1945 classic English detective fiction; twelfth of Allingham's novels
of Albert Campion. Back in London after three years overseas on
mysterious war work, Campion just wants to catch a train; but Lugg and
an unknown lady turn up in his flat with a corpse. US vt Pearls
Before Swine.
Where The Fashion in Shrouds showed a style of living that was
reaching its end, Coroner's Pidgin shows one that's got there. The
household of Johnny Carados is stuck in an age that has ended, in
which immense deference is shown to people just because they are the
right sort of people, and they've grown to expect it; both the Bright
Young Things and the ageing Edwardians are now dislocated from
society, and whatever comes next things will never be the same again.
Johnny's elderly mother thinks nothing of moving the corpse to
minimise embarrassment to her son on the eve of his wedding, or of
lying to the police about it, and as for Wing Commander Lord Carados
himself:
"Oh yes; well, we got rid of Mrs. Moppet in the end, or rather
Gwenda did. You never had an affair with her, did you Johnny?"
The final question came out directly without affectation, and for a
moment they were all transported into that other world before the
war when little affairs were fashionable, and no one seemed to have
very much to do. The query appeared to startle Carados.
"Why, no," he said. "No. Of course not. I may have taken her out to
lunch once or twice, you know."
There's certainly a murder to be solved, but it leads into a much
larger criminal scheme, involving an enemy plot laid in the early days
of the war that seems unlikely to end well now that the Germans are
losing. And it seems more and more to be pointing at Johnny Carados
himself.
"No, no. Spies are all right. They're regulation." Oates was
impatient. "We catch theirs, and they catch ours. Spies are almost
clean. No, the men I'm after are the Judases. The men who kiss and
serve and sell; the lads who sit snug in one way of life and still
serve the other. The men who don't know what's important. We've
still got them here, and when we've won we'll still have them
waiting to do it again. They're the chaps I'm after. My hands are on
a whole bunch of them and I'll get the lot if it's the last thing I
do. This is personal, Campion; I hate those blokes."
All this does mean that the opening is excessively cluttered, with
rather too many people introduced in the first few pages; it's only
later that they become usefully distinguishable, except for one who
has nothing to do except be a gay stereotype and, near the end, to
deliver a single useful piece of information that nobody's thought to
ask him before, and that blows the whole thing open. There's one red
herring that seems, in retrospect, entirely implausible. As a mystery,
well, I got half of it, but the rest only works in literary terms
("who is the person in this book who fits this profile", as opposed
to any of the other people doubtless in London who would) and I try to
avoid using those tools.
Really what I value here is less the mystery and more the atmosphere.
A reference to the Russian Army as a by-word for speed. Houses not
repaired since the Blitz. Food, of course.

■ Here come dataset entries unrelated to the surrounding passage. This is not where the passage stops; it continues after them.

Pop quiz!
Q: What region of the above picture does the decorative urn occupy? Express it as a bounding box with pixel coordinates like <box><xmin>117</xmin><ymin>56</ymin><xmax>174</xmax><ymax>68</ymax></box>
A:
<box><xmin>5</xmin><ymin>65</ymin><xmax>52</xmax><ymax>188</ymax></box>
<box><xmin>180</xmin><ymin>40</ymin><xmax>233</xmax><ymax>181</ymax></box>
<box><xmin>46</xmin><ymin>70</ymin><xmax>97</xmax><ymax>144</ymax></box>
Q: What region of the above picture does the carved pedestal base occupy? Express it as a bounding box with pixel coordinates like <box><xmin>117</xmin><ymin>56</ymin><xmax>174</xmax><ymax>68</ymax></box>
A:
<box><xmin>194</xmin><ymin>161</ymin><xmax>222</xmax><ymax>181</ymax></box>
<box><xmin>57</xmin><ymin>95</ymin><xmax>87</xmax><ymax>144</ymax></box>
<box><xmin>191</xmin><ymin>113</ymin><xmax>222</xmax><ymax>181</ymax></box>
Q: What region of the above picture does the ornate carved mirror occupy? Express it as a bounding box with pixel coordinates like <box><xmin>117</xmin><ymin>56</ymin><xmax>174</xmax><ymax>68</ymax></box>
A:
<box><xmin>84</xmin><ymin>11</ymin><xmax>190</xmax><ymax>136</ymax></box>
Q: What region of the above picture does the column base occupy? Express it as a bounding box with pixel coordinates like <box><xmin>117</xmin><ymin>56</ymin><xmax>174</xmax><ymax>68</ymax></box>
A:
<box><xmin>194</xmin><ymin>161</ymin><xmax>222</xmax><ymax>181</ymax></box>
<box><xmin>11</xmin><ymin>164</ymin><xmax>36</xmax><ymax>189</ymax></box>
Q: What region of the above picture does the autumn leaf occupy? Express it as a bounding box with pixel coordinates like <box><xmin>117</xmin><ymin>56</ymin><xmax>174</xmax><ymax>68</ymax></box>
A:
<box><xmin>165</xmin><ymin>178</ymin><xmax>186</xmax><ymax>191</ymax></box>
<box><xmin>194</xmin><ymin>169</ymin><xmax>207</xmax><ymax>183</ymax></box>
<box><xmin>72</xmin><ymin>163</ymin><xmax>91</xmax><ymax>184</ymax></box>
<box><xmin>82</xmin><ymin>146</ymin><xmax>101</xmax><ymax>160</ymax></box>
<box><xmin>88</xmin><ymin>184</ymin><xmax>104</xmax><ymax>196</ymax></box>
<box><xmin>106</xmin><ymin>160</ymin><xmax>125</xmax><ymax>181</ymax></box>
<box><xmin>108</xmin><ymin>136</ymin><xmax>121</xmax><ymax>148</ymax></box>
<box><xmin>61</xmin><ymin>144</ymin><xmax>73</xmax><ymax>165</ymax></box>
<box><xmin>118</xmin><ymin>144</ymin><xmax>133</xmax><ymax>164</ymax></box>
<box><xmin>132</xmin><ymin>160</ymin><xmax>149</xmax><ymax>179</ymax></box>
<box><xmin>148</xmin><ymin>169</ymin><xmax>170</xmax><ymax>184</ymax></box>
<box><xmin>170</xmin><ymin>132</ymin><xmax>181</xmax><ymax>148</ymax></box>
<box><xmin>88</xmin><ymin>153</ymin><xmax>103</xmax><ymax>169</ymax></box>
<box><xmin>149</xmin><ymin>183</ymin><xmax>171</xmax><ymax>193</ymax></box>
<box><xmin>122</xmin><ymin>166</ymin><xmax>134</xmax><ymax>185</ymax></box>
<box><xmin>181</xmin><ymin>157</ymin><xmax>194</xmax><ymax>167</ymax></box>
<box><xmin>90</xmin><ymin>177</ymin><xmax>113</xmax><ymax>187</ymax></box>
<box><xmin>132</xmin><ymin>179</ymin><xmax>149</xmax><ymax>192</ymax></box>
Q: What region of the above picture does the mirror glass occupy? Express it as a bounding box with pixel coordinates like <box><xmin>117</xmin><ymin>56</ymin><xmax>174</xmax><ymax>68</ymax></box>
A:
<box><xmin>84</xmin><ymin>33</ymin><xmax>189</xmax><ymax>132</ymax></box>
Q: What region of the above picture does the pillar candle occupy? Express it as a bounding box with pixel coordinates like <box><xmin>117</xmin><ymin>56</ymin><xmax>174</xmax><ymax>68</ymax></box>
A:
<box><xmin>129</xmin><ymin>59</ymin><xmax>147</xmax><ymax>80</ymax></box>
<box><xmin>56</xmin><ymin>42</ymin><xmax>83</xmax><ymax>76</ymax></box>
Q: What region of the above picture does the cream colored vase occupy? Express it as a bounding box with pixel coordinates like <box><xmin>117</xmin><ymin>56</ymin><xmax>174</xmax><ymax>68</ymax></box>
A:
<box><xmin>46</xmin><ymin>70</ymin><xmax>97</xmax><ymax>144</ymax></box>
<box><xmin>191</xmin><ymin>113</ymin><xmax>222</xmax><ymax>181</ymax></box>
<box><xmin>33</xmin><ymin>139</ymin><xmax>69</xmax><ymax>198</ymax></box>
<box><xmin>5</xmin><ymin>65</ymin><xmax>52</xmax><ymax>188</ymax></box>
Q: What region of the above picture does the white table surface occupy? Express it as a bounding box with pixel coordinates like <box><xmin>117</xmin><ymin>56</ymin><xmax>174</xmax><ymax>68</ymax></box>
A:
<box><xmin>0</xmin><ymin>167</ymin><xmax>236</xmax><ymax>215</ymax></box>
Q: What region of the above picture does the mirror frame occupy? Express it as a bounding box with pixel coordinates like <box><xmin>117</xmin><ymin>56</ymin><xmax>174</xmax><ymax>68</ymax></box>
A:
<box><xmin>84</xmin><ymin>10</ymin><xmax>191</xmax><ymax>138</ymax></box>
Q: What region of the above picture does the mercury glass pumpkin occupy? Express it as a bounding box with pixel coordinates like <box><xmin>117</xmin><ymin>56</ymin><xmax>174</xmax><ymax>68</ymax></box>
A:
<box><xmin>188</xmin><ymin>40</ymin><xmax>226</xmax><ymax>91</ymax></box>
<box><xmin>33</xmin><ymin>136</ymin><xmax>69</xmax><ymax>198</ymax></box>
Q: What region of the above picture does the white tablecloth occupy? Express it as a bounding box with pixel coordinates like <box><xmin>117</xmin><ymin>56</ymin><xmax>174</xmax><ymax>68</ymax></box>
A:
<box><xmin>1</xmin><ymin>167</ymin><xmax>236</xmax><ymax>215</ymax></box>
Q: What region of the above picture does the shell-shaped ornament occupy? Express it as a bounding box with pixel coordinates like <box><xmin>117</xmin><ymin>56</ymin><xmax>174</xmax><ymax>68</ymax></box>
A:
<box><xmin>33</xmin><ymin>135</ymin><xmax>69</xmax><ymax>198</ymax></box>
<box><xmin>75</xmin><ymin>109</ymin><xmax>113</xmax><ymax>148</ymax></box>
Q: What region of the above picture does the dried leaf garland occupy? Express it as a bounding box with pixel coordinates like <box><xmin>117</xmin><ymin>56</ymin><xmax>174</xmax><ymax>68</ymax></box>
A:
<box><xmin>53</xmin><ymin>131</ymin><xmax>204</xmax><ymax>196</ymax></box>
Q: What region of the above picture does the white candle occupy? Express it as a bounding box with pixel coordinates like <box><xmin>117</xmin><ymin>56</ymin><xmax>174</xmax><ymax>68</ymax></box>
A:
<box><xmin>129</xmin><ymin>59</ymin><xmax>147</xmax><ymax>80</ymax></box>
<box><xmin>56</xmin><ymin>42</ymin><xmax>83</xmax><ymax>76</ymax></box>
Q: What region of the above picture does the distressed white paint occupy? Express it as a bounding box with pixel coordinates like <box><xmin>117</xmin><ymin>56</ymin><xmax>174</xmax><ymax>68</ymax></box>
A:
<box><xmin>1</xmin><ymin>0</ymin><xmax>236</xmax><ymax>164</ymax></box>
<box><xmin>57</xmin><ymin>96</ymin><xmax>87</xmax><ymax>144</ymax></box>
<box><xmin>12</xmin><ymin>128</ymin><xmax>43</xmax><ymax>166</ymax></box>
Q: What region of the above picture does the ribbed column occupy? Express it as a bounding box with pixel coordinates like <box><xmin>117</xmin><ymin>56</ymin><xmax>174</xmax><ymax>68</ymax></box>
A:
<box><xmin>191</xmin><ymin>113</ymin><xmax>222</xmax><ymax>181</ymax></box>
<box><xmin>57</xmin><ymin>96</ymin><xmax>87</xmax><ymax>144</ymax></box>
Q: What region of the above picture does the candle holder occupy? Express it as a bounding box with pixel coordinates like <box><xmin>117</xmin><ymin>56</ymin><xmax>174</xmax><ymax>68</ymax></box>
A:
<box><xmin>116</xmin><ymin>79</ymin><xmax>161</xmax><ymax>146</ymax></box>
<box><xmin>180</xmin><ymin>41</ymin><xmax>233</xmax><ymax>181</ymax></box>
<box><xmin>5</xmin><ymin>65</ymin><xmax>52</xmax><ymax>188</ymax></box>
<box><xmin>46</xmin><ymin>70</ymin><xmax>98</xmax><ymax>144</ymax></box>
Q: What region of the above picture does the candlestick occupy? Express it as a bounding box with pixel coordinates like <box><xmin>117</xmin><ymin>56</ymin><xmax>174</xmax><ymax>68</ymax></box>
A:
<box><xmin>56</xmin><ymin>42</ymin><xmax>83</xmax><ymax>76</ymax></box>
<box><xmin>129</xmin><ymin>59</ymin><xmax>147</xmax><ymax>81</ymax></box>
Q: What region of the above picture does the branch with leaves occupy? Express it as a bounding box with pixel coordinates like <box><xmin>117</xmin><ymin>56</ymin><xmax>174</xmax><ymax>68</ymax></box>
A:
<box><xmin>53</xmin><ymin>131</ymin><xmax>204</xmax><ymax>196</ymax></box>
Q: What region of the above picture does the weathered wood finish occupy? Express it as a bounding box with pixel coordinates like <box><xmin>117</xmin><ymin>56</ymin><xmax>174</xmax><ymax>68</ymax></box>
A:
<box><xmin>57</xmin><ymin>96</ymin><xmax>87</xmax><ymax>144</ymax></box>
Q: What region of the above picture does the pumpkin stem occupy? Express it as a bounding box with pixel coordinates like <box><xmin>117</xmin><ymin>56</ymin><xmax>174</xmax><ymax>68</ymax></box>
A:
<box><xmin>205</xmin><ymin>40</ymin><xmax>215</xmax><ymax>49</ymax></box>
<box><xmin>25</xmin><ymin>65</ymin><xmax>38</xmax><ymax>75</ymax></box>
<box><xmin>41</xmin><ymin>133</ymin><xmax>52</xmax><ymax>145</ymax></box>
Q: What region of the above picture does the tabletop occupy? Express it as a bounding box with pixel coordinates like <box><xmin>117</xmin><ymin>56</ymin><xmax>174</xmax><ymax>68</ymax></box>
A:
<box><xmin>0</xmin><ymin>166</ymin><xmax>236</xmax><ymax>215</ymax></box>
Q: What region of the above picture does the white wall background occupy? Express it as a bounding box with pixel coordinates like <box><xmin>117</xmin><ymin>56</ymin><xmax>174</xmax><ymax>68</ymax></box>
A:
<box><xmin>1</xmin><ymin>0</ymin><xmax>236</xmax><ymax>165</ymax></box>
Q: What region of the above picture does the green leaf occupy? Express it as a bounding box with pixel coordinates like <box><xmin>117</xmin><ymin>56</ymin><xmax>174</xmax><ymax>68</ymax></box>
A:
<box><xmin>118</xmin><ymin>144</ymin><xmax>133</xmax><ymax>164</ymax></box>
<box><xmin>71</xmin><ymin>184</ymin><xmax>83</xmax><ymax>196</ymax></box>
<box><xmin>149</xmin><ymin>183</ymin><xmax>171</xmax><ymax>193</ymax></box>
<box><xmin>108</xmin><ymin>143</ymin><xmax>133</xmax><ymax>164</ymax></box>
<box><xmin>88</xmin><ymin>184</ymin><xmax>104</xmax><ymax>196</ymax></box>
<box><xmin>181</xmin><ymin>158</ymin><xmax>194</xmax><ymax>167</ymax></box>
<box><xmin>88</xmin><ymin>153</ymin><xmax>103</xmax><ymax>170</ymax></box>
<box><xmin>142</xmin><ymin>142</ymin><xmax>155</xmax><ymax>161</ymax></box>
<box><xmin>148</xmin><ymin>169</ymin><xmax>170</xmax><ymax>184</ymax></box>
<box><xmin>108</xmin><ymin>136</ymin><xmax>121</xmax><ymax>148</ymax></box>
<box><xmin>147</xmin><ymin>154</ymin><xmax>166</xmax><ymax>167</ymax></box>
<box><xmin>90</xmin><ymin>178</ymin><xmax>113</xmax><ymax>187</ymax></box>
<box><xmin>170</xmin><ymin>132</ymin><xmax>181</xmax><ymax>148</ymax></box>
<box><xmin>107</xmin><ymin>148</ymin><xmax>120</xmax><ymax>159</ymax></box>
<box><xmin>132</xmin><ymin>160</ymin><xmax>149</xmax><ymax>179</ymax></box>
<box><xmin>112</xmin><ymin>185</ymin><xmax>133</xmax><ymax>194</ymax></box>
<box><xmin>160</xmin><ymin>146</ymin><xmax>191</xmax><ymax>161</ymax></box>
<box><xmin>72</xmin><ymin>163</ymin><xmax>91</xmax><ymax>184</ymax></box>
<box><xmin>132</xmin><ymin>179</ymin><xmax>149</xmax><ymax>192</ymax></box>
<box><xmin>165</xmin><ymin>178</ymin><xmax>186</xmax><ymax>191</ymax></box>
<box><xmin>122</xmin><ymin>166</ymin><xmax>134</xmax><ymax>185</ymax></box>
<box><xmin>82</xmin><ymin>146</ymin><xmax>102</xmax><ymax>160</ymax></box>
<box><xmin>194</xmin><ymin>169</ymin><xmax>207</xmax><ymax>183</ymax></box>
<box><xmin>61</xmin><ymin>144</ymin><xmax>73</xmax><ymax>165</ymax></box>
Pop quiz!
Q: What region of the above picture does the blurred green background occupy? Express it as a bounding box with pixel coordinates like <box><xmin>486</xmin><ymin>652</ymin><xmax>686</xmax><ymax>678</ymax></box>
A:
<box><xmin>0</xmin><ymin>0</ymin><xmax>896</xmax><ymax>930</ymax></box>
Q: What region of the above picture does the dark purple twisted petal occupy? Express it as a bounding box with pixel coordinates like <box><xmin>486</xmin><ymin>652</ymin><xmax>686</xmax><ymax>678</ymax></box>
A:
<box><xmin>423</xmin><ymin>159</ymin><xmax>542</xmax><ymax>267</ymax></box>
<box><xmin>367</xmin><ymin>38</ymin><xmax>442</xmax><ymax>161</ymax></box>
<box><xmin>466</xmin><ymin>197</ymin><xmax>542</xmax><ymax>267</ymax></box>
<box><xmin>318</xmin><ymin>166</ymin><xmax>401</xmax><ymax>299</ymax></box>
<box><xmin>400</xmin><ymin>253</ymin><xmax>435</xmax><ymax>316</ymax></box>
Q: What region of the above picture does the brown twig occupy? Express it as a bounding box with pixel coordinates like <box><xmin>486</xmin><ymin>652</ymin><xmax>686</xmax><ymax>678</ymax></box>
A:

"Forget it," said Mr. Campion firmly. "Look, Susan, this is the
first food I've had since I got home. So far we've had some lovely
horse, and this looks like beautiful rice shape with raw medlars.
Let's eat it, and forget our own and other people's troubles just
for half an hour, shall we?"
And the policeman's job in wartime.
"We nabbed the bloke just at the right moment," said Oates. "Caught
him with a house full of incriminating stuff. He was untidy, that
was the thing which damned him. He was the only agent I've ever
known who wasn't meticulous. He left papers in his collar drawer,
even under the bed; I suppose he thought he was safe. He'd been over
here thirty-five years, and had a house and a little block-making
business in the City, and he'd changed his name to something good
and Scots and all his dear old pals of the eight-fifteen swore he
was as loyal as a Trafalgar Square lion. But he hadn't a hope, of
course. He died in the Tower, very bravely, really. He had some deep
emotional dream about castles and counts and kings and mountains and
what not, but all in Rumania, unfortunately."
And in the end Allingham's trick of getting the exact right phrase
carries it over many of the other problems.
Campion glanced towards the drive. There was still no sign of police
cars. The gardener on duty by the area had his back towards the
dreadful sight within it, and was rubbing his neck with a coloured
handkerchief. Neither Holly nor his quarry had yet appeared. It was
all very sunny and ugly and comfortable.
Followed by More Work for the Undertaker.